Indian Management

1 minute read

“From the memoirs of a soldier who guarded the pacified…”

At Ft. Sill the Indians we guarded on the extensive reservation were the Comanches and the Kioways. They numbered several thousands. Of the Koways the enteir tribe had been pacified. Of the Comanches all were present except a few of the Cohardie [Quohadi] Commanches, still hostile. Their camp was said to be somewhere out on the Staked Plains or Llano Estacado. The Cohardie Commanches, the scourge of Texas and the Southwest, were in 1874 attacked by Mackenzie with the 4th Cavalry, at their camp in the Paladuro Canyon of the Staked Plains. Twelve hundred Indian ponies were captured and shot to prevent their recapture. Most of the Indians then surrendered…

They received from the Government an allowance of clothing, rations, etc. These supplies were issue to them by the Indian agent, who was an Interior Department official and not under the control of the War Deparmrnet. The beef was issued on the hoof, and slaughtered by the Indians.
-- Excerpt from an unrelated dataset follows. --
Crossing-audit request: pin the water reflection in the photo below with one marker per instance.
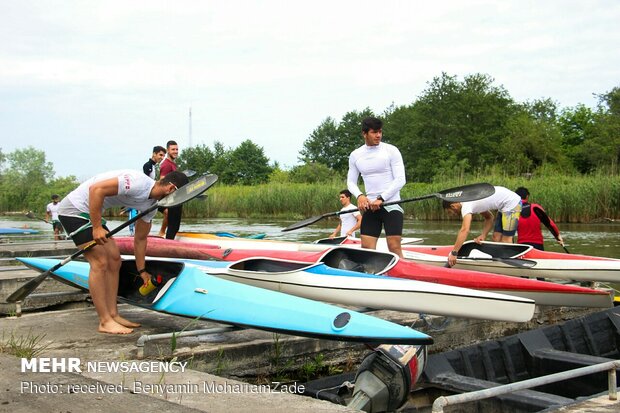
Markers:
(600, 239)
The Indians eked out the food thus supplied by gathering and storing berries, wild plums, roots, etc. In summer they were permitted to go under escort of soldiers to the buffalo country, some forty to a hundred miles west of Fort Sill, where they killed great numbers of buffalo, drying the meat. The skins they sold to the Indian trader, who paid from five to ten dollars apiece for them, according to quality.